For FH37K and FH41K, except for the proposed method, the average decreases in accuracy are 39.59% and 37.03% respectively. Seven out of eight results have \(<60\%\) accuracy and the lowest accuracies are only 36.2% and 22.38%. These results show how much the traditional methods suffer from predicting logically inconsistent labels. Note that these methods aim to solve different problems in multi-attribute classification. The proposed method has {12.1%, 11.16%} decreasing on accuracy and the overall accuracy is {23.05%, 9.96%} higher than the second highest accuracy, {35.35%, 52.12%} higher than the lowest accuracy.
[3] proposed a post-processing step, termed label compensation strategy, to resolve incomplete predictions. By using this strategy, the methods beside except BCE-MOON have a significant, 30.85% on average, increase in accuracy. This results in two conclusions: 1) Methods that aim to mitigate the imbalanced data effect might give an illusion of high accuracy driven by positive predictions; 2) Other methods can somewhat catch the logical patterns, but need to involve post-processing steps. However, the label compensation strategy is only for solving the collectively exhaustive case (i.e. the model must give one positive prediction in an attribute group). For example, in FH37K and FH41K, the attributes, {clean-shaven, chin-area, side-to-side, beard-area-information-not-visible}, in the Beard Area group can cover any case that is related to beard area. Implementing this type of strategies necessitates extensive manual analysis to determine the most judicious decision-making process, underscoring the imperative for continued research in this domain.
*Methods | W/o considering logical consistency | Considering logical consistency (What we care!) | ||||
---|---|---|---|---|---|---|
2-7 | \(Acc_{avg}\) | \(Acc^{n}_{avg}\) | \(Acc^{p}_{avg}\) | \(Acc_{avg}\) | \(Acc^{n}_{avg}\) | \(Acc^{p}_{avg}\) |
LogicNet (preds) | 82.63 | 93.42 | 71.83 | 65.94 | 74.18 | 57.70 |
LogicNet (BoL) | 81.90 | 93.04 | 70.77 | 65.04 | 73.23 | 56.86 |
LogicNet (preds + BoL) | 83.65 | 93.46 | 73.83 | 71.55 | 79.37 | 63.73 |
LogicNet (preds) | 85.72 | 94.12 | 77.32 | 72.83 | 79.38 | 66.28 |
LogicNet (BoL) | 85.48 | 94.05 | 76.91 | 73.03 | 79.96 | 66.11 |
LogicNet (preds + BoL) | 85.66 | 94.23 | 77.10 | 74.50 | 81.41 | 67.59 |
LogicNet (preds) | 81.46 | 94.42 | 68.49 | 77.95 | 91.07 | 64.82 |
LogicNet (BoL) | 80.65 | 94.18 | 67.12 | 78.15 | 91.72 | 64.58 |
LogicNet (preds + BoL) | 82.18 | 93.74 | 70.63 | 79.08 | 90.89 | 67.28 |
For CelebA-logic, when considering logical consistency of predictions, the patterns echo the previous observations.
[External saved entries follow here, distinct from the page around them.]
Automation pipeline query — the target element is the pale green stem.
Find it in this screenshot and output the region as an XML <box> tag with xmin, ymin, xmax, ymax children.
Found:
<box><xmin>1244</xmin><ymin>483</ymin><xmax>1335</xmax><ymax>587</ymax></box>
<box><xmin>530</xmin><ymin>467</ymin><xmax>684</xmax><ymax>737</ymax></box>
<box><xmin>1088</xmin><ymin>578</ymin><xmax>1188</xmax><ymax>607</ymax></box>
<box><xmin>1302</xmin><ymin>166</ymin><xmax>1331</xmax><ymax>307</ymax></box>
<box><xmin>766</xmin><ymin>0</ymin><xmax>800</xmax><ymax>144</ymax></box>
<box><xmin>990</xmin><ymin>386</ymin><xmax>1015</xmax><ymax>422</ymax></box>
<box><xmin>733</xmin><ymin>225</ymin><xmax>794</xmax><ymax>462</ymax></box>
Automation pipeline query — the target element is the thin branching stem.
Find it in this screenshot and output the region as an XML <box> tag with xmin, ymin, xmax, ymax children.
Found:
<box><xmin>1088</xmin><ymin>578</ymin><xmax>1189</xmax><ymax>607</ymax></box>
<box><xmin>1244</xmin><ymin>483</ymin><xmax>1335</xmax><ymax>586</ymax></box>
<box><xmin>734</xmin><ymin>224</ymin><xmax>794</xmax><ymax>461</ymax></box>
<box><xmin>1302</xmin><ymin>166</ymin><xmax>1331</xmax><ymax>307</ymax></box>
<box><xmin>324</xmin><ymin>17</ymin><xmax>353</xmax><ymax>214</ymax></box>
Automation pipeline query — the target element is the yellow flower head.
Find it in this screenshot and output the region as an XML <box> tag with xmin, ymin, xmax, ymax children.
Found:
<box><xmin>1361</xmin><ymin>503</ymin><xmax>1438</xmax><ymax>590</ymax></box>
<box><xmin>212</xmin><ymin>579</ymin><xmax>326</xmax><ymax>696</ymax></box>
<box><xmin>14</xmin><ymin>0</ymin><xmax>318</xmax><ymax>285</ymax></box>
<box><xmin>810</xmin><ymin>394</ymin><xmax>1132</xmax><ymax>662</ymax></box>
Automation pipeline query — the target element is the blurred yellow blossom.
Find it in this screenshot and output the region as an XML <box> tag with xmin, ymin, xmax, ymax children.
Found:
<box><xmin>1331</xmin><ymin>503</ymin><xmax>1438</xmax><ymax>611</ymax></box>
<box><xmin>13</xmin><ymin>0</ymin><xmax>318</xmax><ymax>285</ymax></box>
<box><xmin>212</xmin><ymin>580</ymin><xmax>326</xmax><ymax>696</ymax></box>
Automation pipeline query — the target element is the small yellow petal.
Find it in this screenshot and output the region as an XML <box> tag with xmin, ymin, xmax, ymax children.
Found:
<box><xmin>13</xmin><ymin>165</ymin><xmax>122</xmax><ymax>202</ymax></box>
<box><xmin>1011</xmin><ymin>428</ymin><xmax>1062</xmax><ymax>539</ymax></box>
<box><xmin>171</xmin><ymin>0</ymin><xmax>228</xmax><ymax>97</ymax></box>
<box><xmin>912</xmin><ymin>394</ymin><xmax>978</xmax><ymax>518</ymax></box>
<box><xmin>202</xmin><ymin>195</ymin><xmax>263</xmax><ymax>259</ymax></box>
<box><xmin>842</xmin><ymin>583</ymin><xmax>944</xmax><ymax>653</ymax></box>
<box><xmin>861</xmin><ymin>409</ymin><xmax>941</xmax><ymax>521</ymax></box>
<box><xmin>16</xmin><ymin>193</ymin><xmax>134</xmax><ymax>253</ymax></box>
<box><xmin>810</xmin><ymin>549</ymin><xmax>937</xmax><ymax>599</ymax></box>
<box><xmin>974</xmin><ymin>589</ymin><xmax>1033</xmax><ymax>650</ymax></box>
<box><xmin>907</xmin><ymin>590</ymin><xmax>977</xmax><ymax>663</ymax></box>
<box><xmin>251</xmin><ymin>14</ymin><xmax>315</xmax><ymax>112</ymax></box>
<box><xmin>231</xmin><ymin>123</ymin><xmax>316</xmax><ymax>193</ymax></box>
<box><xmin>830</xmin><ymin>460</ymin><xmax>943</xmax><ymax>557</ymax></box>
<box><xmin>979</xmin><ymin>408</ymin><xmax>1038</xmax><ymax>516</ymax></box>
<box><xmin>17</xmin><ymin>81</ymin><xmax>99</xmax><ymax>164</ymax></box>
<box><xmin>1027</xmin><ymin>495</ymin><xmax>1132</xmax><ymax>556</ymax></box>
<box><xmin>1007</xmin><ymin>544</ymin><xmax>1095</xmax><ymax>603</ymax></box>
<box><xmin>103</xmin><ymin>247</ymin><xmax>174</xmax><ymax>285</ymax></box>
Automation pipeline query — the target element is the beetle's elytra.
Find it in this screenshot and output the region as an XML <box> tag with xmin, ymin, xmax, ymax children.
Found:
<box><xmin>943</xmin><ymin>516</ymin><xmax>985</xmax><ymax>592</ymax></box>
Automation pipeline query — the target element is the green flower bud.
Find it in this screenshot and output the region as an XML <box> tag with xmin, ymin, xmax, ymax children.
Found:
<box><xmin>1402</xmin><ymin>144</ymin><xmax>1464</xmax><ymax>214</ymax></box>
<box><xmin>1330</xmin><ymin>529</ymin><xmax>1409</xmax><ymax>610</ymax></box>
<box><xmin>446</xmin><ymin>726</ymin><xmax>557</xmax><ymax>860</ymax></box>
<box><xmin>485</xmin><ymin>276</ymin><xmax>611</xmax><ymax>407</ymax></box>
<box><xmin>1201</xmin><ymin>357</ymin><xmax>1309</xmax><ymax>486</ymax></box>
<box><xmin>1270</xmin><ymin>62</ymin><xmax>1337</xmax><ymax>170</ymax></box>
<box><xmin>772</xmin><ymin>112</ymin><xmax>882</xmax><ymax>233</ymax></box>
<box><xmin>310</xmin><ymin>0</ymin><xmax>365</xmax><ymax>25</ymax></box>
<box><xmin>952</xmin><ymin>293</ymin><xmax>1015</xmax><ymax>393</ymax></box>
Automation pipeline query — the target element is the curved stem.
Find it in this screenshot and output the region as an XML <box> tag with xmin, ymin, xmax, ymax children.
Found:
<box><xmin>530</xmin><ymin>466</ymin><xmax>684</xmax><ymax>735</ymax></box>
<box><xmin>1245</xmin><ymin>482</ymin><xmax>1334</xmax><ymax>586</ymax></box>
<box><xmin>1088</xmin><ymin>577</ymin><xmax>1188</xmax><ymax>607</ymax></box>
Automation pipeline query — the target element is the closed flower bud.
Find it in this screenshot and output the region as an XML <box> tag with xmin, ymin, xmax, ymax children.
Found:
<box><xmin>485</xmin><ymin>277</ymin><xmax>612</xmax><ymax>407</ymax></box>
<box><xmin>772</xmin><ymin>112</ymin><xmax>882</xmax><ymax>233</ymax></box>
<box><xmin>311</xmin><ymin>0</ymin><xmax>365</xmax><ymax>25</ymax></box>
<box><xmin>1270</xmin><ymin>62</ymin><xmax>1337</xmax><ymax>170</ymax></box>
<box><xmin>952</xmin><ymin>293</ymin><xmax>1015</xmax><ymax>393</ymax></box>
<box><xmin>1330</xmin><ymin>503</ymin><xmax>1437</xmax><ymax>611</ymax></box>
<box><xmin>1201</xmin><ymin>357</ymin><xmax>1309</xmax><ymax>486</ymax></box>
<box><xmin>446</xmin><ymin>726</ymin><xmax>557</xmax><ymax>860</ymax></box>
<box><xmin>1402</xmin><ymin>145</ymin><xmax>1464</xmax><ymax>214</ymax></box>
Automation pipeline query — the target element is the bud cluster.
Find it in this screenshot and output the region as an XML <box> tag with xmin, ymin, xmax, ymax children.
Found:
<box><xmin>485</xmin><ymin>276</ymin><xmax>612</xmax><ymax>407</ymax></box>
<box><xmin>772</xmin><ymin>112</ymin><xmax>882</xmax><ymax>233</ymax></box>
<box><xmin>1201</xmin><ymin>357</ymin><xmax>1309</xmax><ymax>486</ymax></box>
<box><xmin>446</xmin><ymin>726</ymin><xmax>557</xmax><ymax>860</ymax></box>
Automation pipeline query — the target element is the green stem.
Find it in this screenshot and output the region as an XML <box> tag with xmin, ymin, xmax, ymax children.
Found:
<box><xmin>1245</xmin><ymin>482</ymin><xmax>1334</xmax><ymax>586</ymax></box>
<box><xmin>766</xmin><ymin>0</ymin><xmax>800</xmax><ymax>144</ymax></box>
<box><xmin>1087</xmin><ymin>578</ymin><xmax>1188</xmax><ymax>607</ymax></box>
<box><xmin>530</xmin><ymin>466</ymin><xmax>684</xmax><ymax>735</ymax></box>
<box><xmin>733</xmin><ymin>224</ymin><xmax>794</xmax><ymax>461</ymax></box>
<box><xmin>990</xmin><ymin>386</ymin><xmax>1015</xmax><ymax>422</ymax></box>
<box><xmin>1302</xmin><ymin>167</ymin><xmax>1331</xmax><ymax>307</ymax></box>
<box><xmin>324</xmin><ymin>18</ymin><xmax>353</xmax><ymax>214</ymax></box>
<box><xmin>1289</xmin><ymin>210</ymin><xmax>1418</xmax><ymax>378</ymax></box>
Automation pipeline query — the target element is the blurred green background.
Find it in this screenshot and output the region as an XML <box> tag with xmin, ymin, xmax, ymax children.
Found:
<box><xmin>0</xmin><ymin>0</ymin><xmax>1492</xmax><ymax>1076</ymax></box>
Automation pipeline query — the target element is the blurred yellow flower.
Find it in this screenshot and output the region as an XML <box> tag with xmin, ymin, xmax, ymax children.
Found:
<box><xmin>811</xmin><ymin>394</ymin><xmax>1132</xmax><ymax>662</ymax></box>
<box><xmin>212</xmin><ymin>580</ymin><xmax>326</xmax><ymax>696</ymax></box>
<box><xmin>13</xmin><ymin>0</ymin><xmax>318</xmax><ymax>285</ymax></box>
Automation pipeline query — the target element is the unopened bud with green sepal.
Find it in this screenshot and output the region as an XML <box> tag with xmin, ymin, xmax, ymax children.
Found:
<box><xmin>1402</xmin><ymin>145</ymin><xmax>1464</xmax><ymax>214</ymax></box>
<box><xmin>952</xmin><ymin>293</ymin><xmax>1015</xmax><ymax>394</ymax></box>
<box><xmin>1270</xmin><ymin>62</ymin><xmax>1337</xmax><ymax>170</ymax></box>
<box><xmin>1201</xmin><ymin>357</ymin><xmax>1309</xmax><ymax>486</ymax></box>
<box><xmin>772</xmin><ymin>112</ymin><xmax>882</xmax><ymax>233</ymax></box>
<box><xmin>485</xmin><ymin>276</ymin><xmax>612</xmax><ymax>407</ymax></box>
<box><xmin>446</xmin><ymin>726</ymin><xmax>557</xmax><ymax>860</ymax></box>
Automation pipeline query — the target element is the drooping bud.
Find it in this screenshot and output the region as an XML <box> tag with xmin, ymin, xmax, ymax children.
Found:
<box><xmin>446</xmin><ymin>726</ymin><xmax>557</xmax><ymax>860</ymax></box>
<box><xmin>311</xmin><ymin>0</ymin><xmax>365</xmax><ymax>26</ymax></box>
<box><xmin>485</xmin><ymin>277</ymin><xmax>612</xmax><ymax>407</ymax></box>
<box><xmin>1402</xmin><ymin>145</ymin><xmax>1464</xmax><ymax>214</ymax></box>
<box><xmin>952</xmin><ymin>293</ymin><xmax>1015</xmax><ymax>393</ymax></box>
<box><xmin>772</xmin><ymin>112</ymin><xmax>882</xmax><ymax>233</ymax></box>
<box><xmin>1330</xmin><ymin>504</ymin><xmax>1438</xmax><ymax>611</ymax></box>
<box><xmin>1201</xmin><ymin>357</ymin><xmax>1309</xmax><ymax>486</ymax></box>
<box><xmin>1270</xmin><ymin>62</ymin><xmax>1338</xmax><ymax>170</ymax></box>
For both AFFACT and ALM, we use the original model weights provided by the authors. The top half of Table 2 shows that either using the original annotations or the cleaned annotations, there is a 2.49% accuracy decreasing after considering the logical consistency. The average accuracy decrease of the models tested on the cleaned annotations is 4.04%, where the BF has the smallest accuracy difference and BCE-MOON has the largest accuracy difference. Our speculation is that BF over-focuses on negative attributes but the logical relationship mostly happens between positive side, so BF has lower probability to disobey logical relationships. Conversely, BCE-MOON over-focuses on positive side, so it has higher probability to disobey logical relationships. Results in Table 2 and Table 3 show that the proposed method has the best performances on average accuracy of all attributes and strong relationship attributes, where it is {1.01%, 1.71%} higher than the second-highest accuracy. Therefore, the proposed method has the best ability to learn the logical relationships.
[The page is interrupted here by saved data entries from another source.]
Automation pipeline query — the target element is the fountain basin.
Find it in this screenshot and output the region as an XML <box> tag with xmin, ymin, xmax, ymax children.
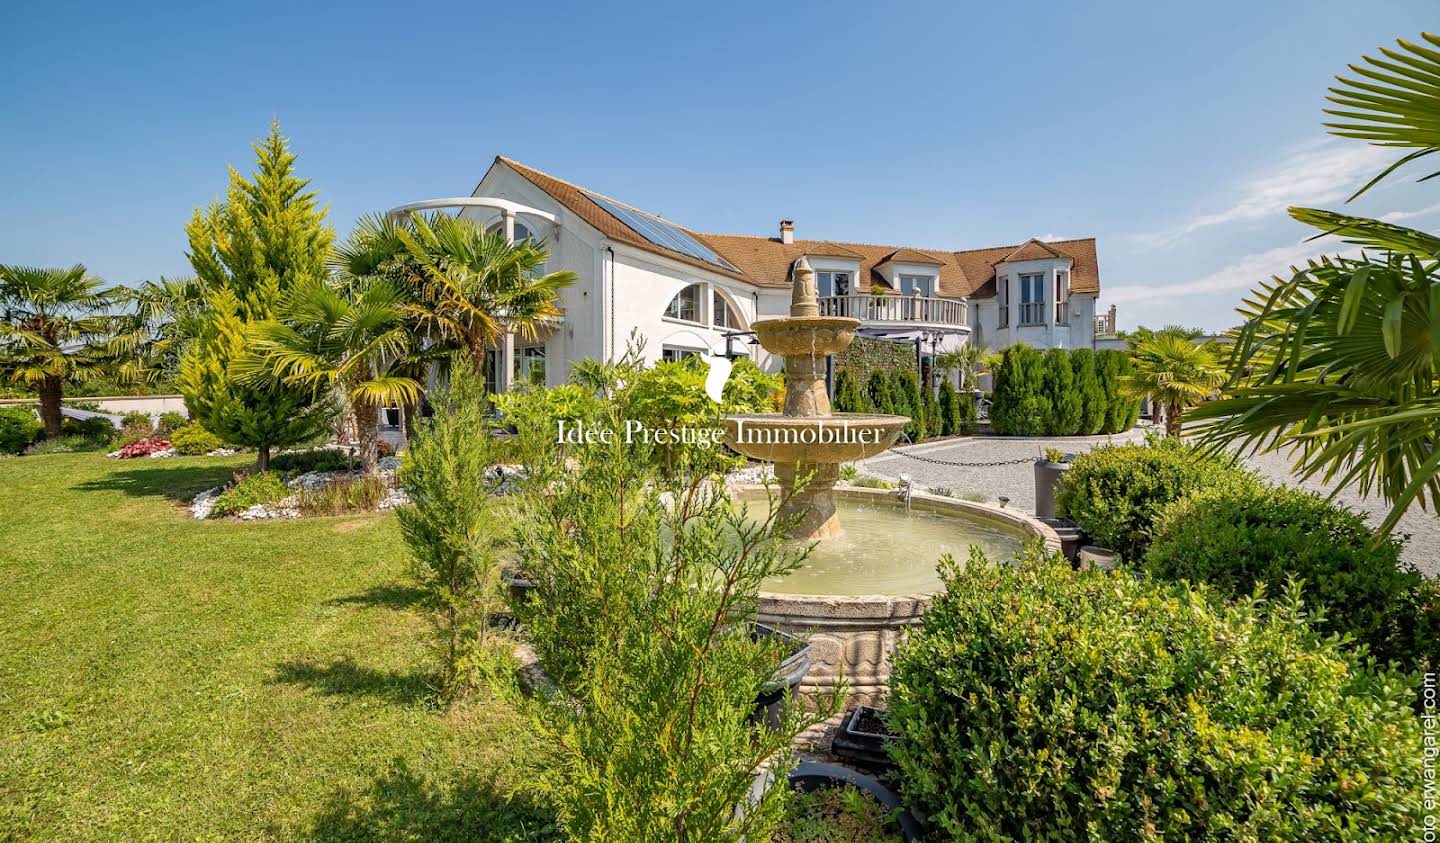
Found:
<box><xmin>722</xmin><ymin>413</ymin><xmax>907</xmax><ymax>464</ymax></box>
<box><xmin>738</xmin><ymin>485</ymin><xmax>1061</xmax><ymax>705</ymax></box>
<box><xmin>751</xmin><ymin>316</ymin><xmax>860</xmax><ymax>356</ymax></box>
To evaluate the performance of logical consistency of prediction in the real-world case, we use the subset of WebFace260M, which contains 603,910 images, as a test set. Since there are no ground truth labels, we only measure the ratio of failed (logically inconsistent) predictions for each method.
Table 4 shows that without the post-processing step, the average failed rate is in the range of {51%, 64.05%} for four commonly used methods. BF trained with FH41K predicts too many negative labels which causes the outlier ratio, 97%. The proposed method significantly reduces the number of failed cases, where the failed ratio, {25.47%, 24.36%}, is less than half of the average failed ratio. When we implement the post-processing strategy, all the incomplete cases are gone, which results in a low failed ratio for all methods other than BCE-MOON. This supports the aforementioned speculation, where BCE-MOON over-focuses on positive side and existing methods can somewhat learn the pattern but need to involve post-processing steps. The logical consistency test on the classifiers trained with CelebA-logic is in Supplementary Material.
To show the effectiveness of our method in adversarial training, we conducted an experiment to compare the performance of three ways of training a discriminator: 1) Directly feed the predictions to the discriminator as negative samples, 2) Directly feed the poisoned labels to the discriminator, 3) Randomly feed the predictions and poisoned labels to the discriminator. The proposed method can achieve {5.61%, 1.47%, 0.93%} accuracy increase on three datasets with the logical consistency considered.
We point out that the problem of logical consistency of attribute predictions in computer vision has received no attention to date. To fill this void, we provide two new datasets for two logical consistency challenges: 1) Train a classifier with logical-consistency-checked data to leard a classifier that makes logically consistent predictions, and 2) Train a classifier with training data that contains logically inconsistent labels and still achieve logically consistent predictions. To our best knowledge, this is the first work that comprehensively discusses the problem of logical consistency of predictions in multi-attribute classification.
We propose the LogicNet, which does not involve any post-processing step, and significantly increases the performance, {23.05% (FH37K), 9.96% (FH41K), 1.71% (CelebA-logic)} higher than the second best, under logical consistency checked condition for all three datasets. For the real-world case analysis, the proposed method can largely reduce the failed ratio of the predictions.
The proposed method provides a general solution to cause model predictions to be more logically consistent than the previous methods, but the accuracy difference before and after consider the logical consistency on predictions is still large and the failed ratio is not negligible for both challenges. Further research is needed to improve logical consistency in attribute predictions.